Теперь она много болела, а однажды дело дошло даже до комы. Из-за болезни костей Рина стала заметно ниже ростом, и страшно стеснялась этого. И все же снялась еще в трех фильмах. В том числе в знаменитой своей роли Тортиллы (“Человеческих ролей не дают, буду играть черепаху!”, — записала она в дневнике), и миссис Хатсон в “Приключениях Шерлока Холмса”. По поводу последней серии, снимавшейся в 1986 году, Зеленая шутила, что в первый раз сподобилась сыграть мебель…
Одним из последних ее появлений на публике был творческий вечер Марии Мироновой. Хозяйка вечера, стоя у микрофона, хвасталась былыми любовными победами, а Рина — дряхлая, безучастная — сидела рядом на стуле и дремала. Только однажды, когда подруга пустилась в какие-то совсем уж неправдоподобные воспоминания, приговаривая: “Вот Рина не даст соврать”, Зеленая встрепенулась: “Ну почему же… Врите на здоровье!”.
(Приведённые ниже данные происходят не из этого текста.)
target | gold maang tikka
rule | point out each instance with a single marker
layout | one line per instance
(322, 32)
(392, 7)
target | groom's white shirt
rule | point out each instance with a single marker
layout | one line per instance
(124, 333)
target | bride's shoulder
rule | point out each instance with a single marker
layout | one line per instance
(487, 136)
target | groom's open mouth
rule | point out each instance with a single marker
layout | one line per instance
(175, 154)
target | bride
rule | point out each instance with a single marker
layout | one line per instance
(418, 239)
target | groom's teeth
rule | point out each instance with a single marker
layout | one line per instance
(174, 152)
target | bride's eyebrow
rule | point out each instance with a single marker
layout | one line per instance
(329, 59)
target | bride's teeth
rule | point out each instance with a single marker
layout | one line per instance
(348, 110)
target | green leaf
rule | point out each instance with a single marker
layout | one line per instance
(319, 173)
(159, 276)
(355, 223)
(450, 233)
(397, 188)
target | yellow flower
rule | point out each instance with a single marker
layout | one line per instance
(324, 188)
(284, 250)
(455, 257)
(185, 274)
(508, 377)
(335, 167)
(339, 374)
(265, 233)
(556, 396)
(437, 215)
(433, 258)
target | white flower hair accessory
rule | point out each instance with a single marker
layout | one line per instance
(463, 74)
Последние полтора года Рина Васильевна прожила в Матвеевском, в Доме творчества киноактеров. После ее смерти писали, будто она закончила свои дни в доме престарелых, потому что была одинокой. Это не так — до последнего дня Зеленая была окружена любящей и благодарной родней. Просто в Москве она задыхалась, да и обременять никого не хотела. “Единственное, что я теперь могу для них сделать — это не быть дома”.
Ей отчего-то очень долго не давали звания народной артистки СССР. Рина Васильевна шутила: “Если и дадут, то за пять минут до смерти”. Так и получилось. Утром 1 апреля 1991 года соответствующий указ был подписан, а в три часа дня народной артистки СССР Рины Зеленой не стало. По разным подсчетам ей было тогда то ли восемьдесят девять, то ли девяносто, то ли девяносто шесть лет. Просто в разное время она называла разные даты своего рождения. На вопросы отмахивалась: “Я вообще люблю приврать! Уже и сама забыла, что в моей биографии правда, а что придумано ради красного словца”. Как бы там ни было, кое в чем она точно не привирала: свою долгую жизнь она прожила на зависть счастливо.